Como sociedad y como Iglesia no paramos de analizar las crisis que nos asedian buscando soluciones para poder salir de ellas. Ciñendonos a las crisis eclesiales, tenemos la de la disminución de vocaciones, el aumento de la edad media de los fieles, la secularización de la sociedad que hace decrecer el número de cristianos que participan activamente de la vida eclesial, la crisis generacional fruto de los tan distintos lenguajes, prioridades y valores entre personas a las que no separan más de 20 años, etc.

Si le concedemos algo de credibilidad a la frase ya citada de san Pablo y miramos el retrovisor de la historia de nuestra Iglesia para analizar cómo han actuado otros creyentes de otras épocas en situaciones como la nuestra o incluso mucho peores, quizá podamos encontrar algunos ingredientes para cocinar algo nuevo, libre del aceite de rancio de tantos refritos.
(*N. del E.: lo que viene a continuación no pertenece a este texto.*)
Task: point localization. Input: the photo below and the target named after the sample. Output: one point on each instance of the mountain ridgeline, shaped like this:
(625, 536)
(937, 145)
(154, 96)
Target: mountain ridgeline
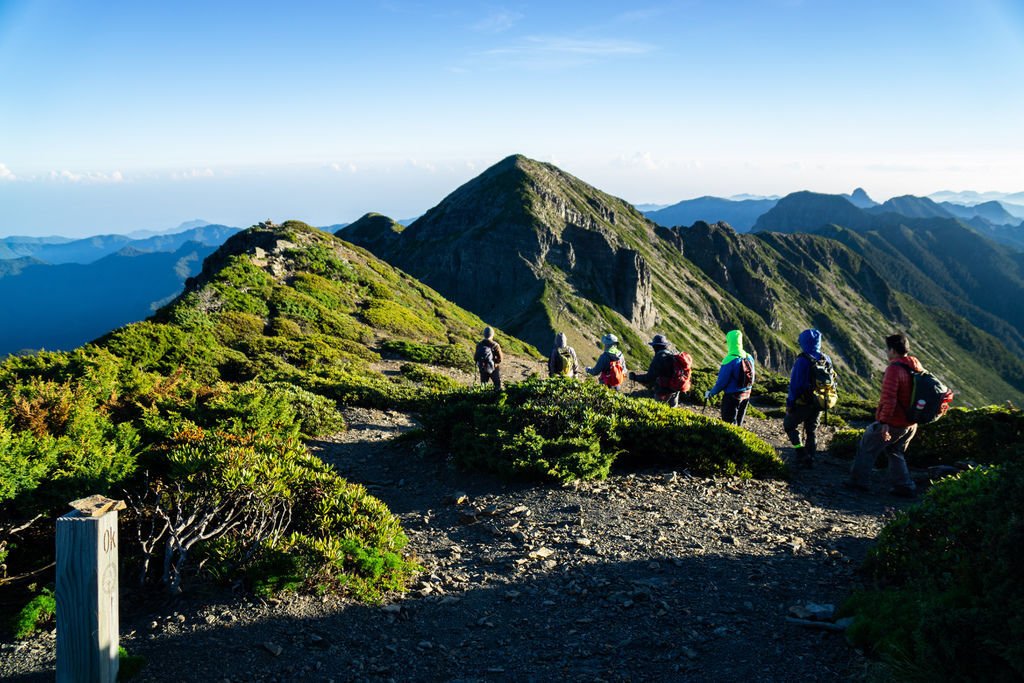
(535, 251)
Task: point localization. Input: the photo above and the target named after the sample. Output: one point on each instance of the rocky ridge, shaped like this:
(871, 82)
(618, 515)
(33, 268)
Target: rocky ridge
(535, 251)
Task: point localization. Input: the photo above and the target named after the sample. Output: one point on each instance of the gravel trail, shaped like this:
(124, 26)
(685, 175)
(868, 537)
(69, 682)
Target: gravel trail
(651, 575)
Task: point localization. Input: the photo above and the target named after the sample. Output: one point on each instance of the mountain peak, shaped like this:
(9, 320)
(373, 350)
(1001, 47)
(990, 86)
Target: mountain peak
(859, 199)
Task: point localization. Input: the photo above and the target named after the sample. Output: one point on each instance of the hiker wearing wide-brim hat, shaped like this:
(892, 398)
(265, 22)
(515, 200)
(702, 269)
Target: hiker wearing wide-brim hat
(669, 373)
(563, 360)
(488, 358)
(610, 366)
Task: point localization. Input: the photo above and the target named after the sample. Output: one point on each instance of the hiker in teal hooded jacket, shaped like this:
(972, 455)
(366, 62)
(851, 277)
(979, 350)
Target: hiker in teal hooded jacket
(610, 366)
(801, 407)
(735, 379)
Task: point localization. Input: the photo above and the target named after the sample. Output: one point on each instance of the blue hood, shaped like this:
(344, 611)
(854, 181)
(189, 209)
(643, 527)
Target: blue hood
(810, 342)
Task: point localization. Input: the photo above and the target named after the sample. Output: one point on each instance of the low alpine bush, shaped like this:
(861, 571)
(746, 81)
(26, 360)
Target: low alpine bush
(560, 429)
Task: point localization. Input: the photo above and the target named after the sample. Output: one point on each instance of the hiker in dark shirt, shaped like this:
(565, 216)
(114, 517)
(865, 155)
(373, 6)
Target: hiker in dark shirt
(610, 366)
(563, 360)
(660, 373)
(735, 379)
(801, 408)
(488, 358)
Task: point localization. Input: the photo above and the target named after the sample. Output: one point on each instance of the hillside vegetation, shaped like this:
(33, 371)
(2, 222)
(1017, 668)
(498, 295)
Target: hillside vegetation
(201, 411)
(198, 417)
(539, 251)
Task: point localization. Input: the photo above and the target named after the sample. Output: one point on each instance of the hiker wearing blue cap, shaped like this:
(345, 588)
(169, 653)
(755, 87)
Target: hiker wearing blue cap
(669, 373)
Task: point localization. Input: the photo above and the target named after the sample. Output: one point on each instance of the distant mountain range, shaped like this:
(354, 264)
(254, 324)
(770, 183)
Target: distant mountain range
(739, 214)
(58, 250)
(536, 251)
(66, 305)
(992, 218)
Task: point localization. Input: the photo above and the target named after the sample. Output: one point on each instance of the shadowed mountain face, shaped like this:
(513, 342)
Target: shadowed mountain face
(537, 251)
(739, 214)
(58, 307)
(87, 250)
(940, 261)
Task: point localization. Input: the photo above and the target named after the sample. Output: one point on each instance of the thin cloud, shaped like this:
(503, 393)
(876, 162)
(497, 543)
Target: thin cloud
(498, 22)
(88, 177)
(421, 165)
(193, 174)
(559, 52)
(642, 160)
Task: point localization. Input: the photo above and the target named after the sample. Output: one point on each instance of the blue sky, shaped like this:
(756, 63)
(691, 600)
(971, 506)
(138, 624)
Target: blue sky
(119, 116)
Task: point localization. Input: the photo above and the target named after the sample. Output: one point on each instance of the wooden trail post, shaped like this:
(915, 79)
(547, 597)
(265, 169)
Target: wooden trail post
(87, 592)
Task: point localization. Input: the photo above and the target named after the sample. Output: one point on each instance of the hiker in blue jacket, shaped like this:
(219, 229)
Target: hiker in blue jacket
(735, 379)
(801, 407)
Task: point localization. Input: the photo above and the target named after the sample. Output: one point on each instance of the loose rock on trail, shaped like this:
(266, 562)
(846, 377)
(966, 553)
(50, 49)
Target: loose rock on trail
(651, 575)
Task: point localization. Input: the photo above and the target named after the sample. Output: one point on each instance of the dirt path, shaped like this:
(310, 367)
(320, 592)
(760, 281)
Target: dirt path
(651, 575)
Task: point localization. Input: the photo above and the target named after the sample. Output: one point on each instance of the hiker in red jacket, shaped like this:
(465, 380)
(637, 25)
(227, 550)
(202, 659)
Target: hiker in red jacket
(668, 377)
(892, 431)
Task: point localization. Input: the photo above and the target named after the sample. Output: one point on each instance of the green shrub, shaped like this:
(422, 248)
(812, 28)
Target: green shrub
(452, 355)
(560, 429)
(40, 609)
(429, 379)
(985, 435)
(266, 495)
(392, 316)
(945, 601)
(316, 415)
Sobre una base de fe fresca coloquemos una generosa porción de sacramentos y oración, sazonandolo todo con la sabiduría exprimida de un intelecto formado y en búsqueda; tras mezclarlo todo hasta alcanzar una masa compacta, lo horneamos fuerte al fuego de la caridad comprometida y lo ornamentamos con toda clase de actos de virtud para embellecer un plato que se servirá a partes iguales entre todos los comensales que podamos sentar a la mesa de nuestra vida, una mesa familiar en la que quienes comparten el alimento y la vida tratan de permanecer unidos y en armonía, sumando sillas a las ya ocupadas y ampliando la extensión de la mesa para invitar a más y más personas a sentarse a esa mesa de familia presidida siempre por Aquél que nos llama a comer juntos, a vivir unidos, a propiciar que la oscura soledad de tantos sea rasgada por la luminosidad de nuestra comunión con Dios y entre nosotros,  una unidad que será el principio y el motor para la superación de toda crisis desde la suma de las fuerzas de todos los que en Cristo se hacen uno y perseveran unidos en toda clase de obra buena.